For more than a decade, engineers have been eyeing to shrink the size of components in integrated circuits.

The laws of physics had set a 5-nanometre threshold on the size of transistor gates among conventional semiconductors, about one-quarter the size of high-end 20-nanometre-gate transistors now on the market.

The research team led by Ali Javey from Lawrence Berkeley National Laboratory (Berkeley Lab) in the US created the new transistor with a working one-nanometre gate. For comparison, a strand of human hair is about 50,000 nanometres thick.

"We made the smallest transistor reported to date. The gate length is considered a defining dimension of the transistor," said Javey.

"We demonstrated a 1-nanometre-gate transistor, showing that with the choice of proper materials, there is a lot more room to shrink our electronics," he said.

The key was to use carbon nanotubes and molybdenum disulfide (MoS2), an engine lubricant commonly sold in auto parts shops.

"The semiconductor industry has long assumed that any gate below 5 nanometres wouldn't work, so anything below that was not even considered," said study lead author Sujay Desai, a graduate student in Javey's lab.

"By changing the material from silicon to MoS2, we can make a transistor with a gate that is just one nanometre in length, and operate it like a switch," said Desai.

Transistors consist of three terminals: a source, a drain, and a gate. Current flows from the source to the drain, and that flow is controlled by the gate, which switches on and off in response to the voltage applied.
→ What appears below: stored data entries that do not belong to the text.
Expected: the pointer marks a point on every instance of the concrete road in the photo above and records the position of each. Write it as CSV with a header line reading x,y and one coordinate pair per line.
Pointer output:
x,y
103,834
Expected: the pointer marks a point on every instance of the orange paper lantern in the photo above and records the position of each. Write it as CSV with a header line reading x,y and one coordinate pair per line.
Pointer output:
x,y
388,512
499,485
Both silicon and MoS2 have a crystalline lattice structure, but electrons flowing through silicon are lighter and encounter less resistance compared with MoS2. That is a boon when the gate is 5 nanometres or longer.

However, below that length, a quantum mechanical phenomenon called tunnelling kicks in, and the gate barrier is no longer able to keep the electrons from barging through from the source to the drain terminals.

"This means we can't turn off the transistors. The electrons are out of control," said Desai.

Because electrons flowing through MoS2 are heavier, their flow can be controlled with smaller gate lengths.

MoS2 can also be scaled down to atomically thin sheets, about 0.65 nanometres thick, with a lower dielectric constant, a measure reflecting the ability of a material to store energy in an electric field.

These properties, in addition to mass of the electron, help improve the control of the flow of current inside the transistor when the gate length is reduced to one nanometre.

"This work demonstrated the shortest transistor ever," Javey added.

The finding was published in the journal Science.